Он привстал. Снова опустился в кресло и уже несколько другим тоном спросил:
– Как ты сюда прошла?
– Очень просто, я просто шла. И, кажется, на этот раз пионервожатая заплакала.
Он усадил её на стул, выслушал, подробно расспросил обо всём. В конце разговора, провожая до дверей, сказал:
– Дорогая, начните новую жизнь… Он знал, что означает «статья 58-6 УК РСФСР».
Их много на Левашовской пустоши – эстонцев, немцев, латышей… Когда в 1938-м их телами заполняли рвы, жёны и матери всё еще продолжали стоять в чёрной очереди перед проходной в «Кресты». Моя тётушка продолжала носить передачи.
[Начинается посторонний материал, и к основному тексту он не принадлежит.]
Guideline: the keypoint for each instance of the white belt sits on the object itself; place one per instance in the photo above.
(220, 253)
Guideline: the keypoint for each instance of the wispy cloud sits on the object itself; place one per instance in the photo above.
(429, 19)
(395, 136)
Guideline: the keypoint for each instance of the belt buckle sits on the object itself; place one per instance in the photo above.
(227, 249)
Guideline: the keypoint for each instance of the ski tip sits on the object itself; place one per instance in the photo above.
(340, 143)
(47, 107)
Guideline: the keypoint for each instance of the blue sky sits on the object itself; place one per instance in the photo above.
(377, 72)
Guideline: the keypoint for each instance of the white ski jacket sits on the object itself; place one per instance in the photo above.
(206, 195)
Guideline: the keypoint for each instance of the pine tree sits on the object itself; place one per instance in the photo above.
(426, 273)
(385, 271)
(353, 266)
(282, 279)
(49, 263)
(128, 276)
Она не знала, она надеялась. Потом «начала новую жизнь». Но пришла война. Во время обстрела погибли её мать и грудной сын. Как раз около колонны Исаакиевского собора, на которой остаётся до сих пор рваная рана от того самого снаряда.
Тётушки давно уже нет. Но я всё время вспоминаю её слова: «…мальчик, зачем это тебе всё нужно?». И, кажется, я знаю ответ…
Станислав Николаевич Рошет,
С.-Петербург
Артур Августович Сааль расстрелян по так называемому Списку эстонских шпионов № 21. В предписании на расстрел значится 87-м из 99 приговорённых к высшей мере наказания. 87 из них расстреляны 28 октября 1938 г. и помянуты в данном томе. 12 человек не были расстреляны и будут помянуты в 12-м томе «Ленинградского мартиролога». – Ред.